Tar Spot 2022: Get Ready for a Lion, Hope for a Lamb
A firestorm of high humidity, rainfall and fog rolled together and helped Mother Nature deliver a tar spot gut punch to corn in many south-central Michigan fields last summer.
“We knew it could hit crops and easily take out 50 bushels an acre, but to watch it physically kill a crop in like a three-week timeframe, that made me step back. I was like, ‘Oh, my goodness, this is bad.’” says Missy Bauer, Farm Journal Associate Field Agronomist and owner of B&M Crop Consulting, Coldwater, Mich.
Bauer says as she drove by tar spot affected fields, the initial signs of the disease were frost-like tinges on the maturing plants.
“You’d see that the first week, the next week, it’d be a little worse, and then the third week it would be dead,” she recalls. “We saw a lot of corn dead right around Labor Day.”
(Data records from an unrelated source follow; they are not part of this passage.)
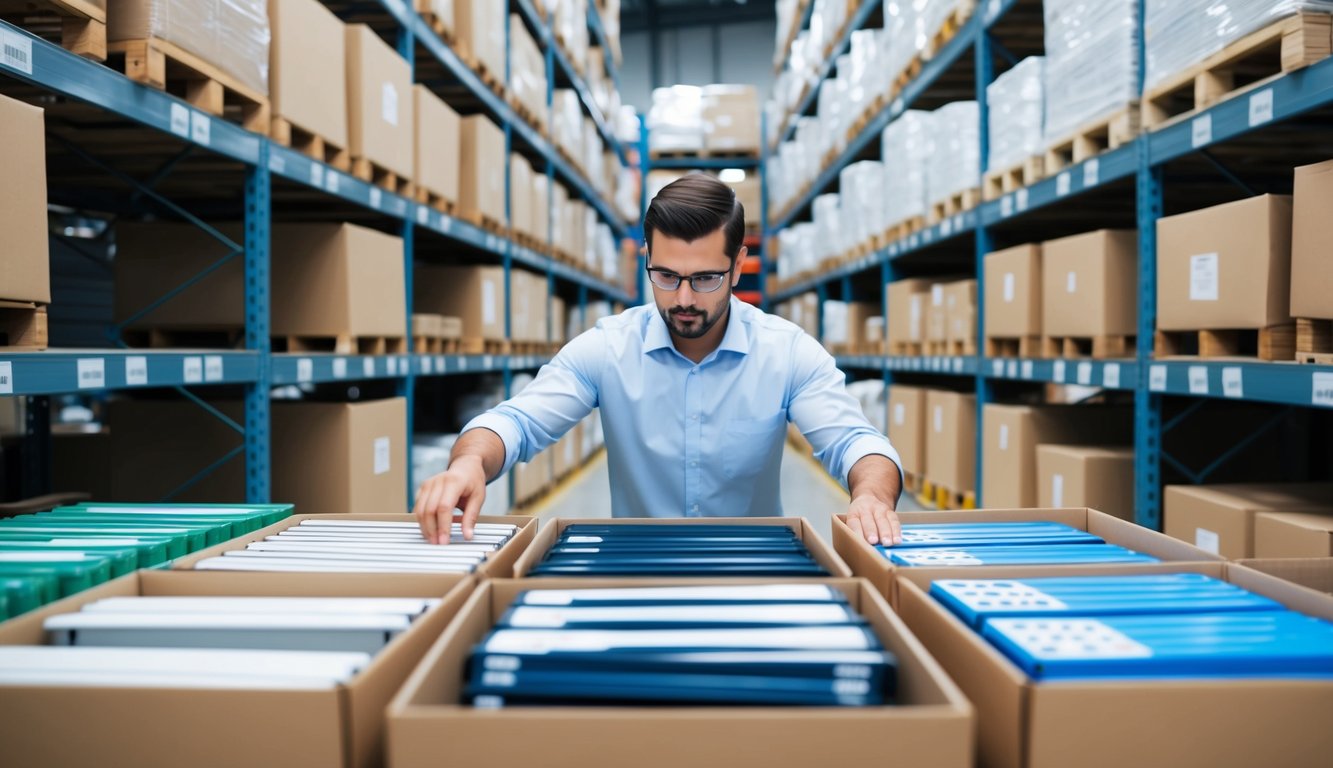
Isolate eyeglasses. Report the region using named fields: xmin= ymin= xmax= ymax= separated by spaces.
xmin=648 ymin=267 xmax=736 ymax=293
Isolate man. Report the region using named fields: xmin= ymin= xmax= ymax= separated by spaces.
xmin=413 ymin=175 xmax=902 ymax=544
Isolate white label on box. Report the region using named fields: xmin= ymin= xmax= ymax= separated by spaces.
xmin=1194 ymin=528 xmax=1221 ymax=555
xmin=1189 ymin=115 xmax=1213 ymax=149
xmin=184 ymin=357 xmax=204 ymax=384
xmin=1310 ymin=373 xmax=1333 ymax=405
xmin=380 ymin=83 xmax=399 ymax=128
xmin=1189 ymin=253 xmax=1218 ymax=301
xmin=1189 ymin=365 xmax=1208 ymax=395
xmin=1250 ymin=88 xmax=1273 ymax=128
xmin=189 ymin=112 xmax=213 ymax=147
xmin=0 ymin=29 xmax=32 ymax=75
xmin=125 ymin=355 xmax=148 ymax=387
xmin=1222 ymin=365 xmax=1245 ymax=397
xmin=204 ymin=355 xmax=224 ymax=381
xmin=1101 ymin=363 xmax=1120 ymax=389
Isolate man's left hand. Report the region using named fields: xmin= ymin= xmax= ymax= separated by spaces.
xmin=846 ymin=495 xmax=902 ymax=547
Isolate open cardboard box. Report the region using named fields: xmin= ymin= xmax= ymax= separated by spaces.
xmin=0 ymin=571 xmax=477 ymax=768
xmin=172 ymin=515 xmax=537 ymax=576
xmin=897 ymin=563 xmax=1333 ymax=768
xmin=388 ymin=579 xmax=973 ymax=768
xmin=833 ymin=507 xmax=1222 ymax=608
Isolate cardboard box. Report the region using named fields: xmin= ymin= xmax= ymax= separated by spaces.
xmin=172 ymin=512 xmax=537 ymax=578
xmin=925 ymin=389 xmax=977 ymax=493
xmin=0 ymin=571 xmax=476 ymax=768
xmin=269 ymin=224 xmax=407 ymax=337
xmin=1292 ymin=160 xmax=1333 ymax=319
xmin=833 ymin=507 xmax=1222 ymax=607
xmin=981 ymin=403 xmax=1134 ymax=509
xmin=347 ymin=24 xmax=416 ymax=179
xmin=272 ymin=397 xmax=408 ymax=515
xmin=459 ymin=115 xmax=505 ymax=224
xmin=1157 ymin=195 xmax=1292 ymax=331
xmin=412 ymin=264 xmax=505 ymax=340
xmin=513 ymin=520 xmax=852 ymax=584
xmin=412 ymin=85 xmax=463 ymax=205
xmin=1037 ymin=445 xmax=1134 ymax=523
xmin=897 ymin=563 xmax=1333 ymax=768
xmin=1162 ymin=483 xmax=1333 ymax=560
xmin=1041 ymin=229 xmax=1138 ymax=337
xmin=388 ymin=579 xmax=973 ymax=768
xmin=268 ymin=0 xmax=348 ymax=149
xmin=1254 ymin=507 xmax=1333 ymax=557
xmin=0 ymin=89 xmax=51 ymax=304
xmin=985 ymin=244 xmax=1041 ymax=339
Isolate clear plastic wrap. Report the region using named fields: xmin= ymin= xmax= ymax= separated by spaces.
xmin=1042 ymin=0 xmax=1135 ymax=144
xmin=986 ymin=56 xmax=1045 ymax=171
xmin=1144 ymin=0 xmax=1333 ymax=88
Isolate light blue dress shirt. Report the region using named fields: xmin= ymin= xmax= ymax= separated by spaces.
xmin=464 ymin=297 xmax=902 ymax=517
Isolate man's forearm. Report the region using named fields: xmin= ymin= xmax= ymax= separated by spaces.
xmin=846 ymin=453 xmax=902 ymax=509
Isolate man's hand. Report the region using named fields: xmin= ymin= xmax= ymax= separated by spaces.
xmin=412 ymin=456 xmax=487 ymax=544
xmin=846 ymin=493 xmax=902 ymax=547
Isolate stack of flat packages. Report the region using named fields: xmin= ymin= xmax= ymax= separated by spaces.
xmin=531 ymin=523 xmax=828 ymax=576
xmin=195 ymin=519 xmax=517 ymax=573
xmin=464 ymin=584 xmax=897 ymax=707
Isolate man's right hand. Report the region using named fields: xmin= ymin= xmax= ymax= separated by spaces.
xmin=412 ymin=456 xmax=487 ymax=544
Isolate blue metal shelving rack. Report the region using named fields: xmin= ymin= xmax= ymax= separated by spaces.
xmin=765 ymin=0 xmax=1333 ymax=528
xmin=0 ymin=0 xmax=636 ymax=503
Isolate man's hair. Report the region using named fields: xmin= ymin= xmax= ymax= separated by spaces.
xmin=644 ymin=173 xmax=745 ymax=263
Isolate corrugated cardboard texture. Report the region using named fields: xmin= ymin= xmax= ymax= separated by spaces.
xmin=1157 ymin=195 xmax=1292 ymax=331
xmin=268 ymin=0 xmax=347 ymax=149
xmin=1041 ymin=229 xmax=1138 ymax=337
xmin=0 ymin=96 xmax=51 ymax=304
xmin=389 ymin=579 xmax=973 ymax=768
Disease Range Is Expanding
Since 2015, tar spot has expanded its footprint from Illinois and Indiana westward to Nebraska, south to Georgia and Kentucky, and eastward to Pennsylvania, according to Damon Smith and Roger Schmidt, University of Wisconsin-Madison.
In Bauer’s area, irrigated corn acres took it on the chin the most, with 100-bushel-per-acre losses not uncommon, and some fields were just a total loss.
“If you did everything right, like you put on your fungicide, it was the right product and the right timing, you were probably OK in dryland corn. But if it was the wrong hybrid and under water, it was not good,” she adds.
While Bauer was taken back by the disease severity, she was not surprised it occurred. “The weather data really told us this was going to happen. The charts were screaming at us as we tracked the humidity levels,” she says. “Tracking humidity is going to be a big part of how we’ll keep an eye on it again this year,” she adds.
Fungicides Can Help
Hybrid selection and field placement are also key considerations for 2022, though there is no known hybrid totally resistant to the disease.
Bauer adds she won’t plant any hybrids under pivots that don’t have a good rating for tar spot.
Her recommendation to farmers who have high-pressure, at-risk fields is to go with a planned two-pass approach with fungicides.
“We're still trying to figure out the exact timings for those, whether we'll go with an application at a late V stage or right at tassel (VT), but it will be one of those two timings,” she says. “Then we'll come back at R3 or R4, depending on how fields look and where the tar spot is at that point.”
In dryland corn, Bauer recommends a planned, one-pass fungicide application. “But if we're planting a hybrid that we know is a little weaker, even in dryland corn on beans, we will go back to a two-pass approach.”
After that, Bauer says what happens is up to Mother Nature. If the weather is dry or the disease shows up late in the season, tar spot is unlikely to be the monster it was in 2021. But that remains to be seen.
“There’s plenty of inoculum out here,” Bauer says. “You can probably still go out in some of these fields and see residue there that’s covered with black specks, especially the leafy tissue. It's just whether we're going to have the conditions this season to really get it going again or not.”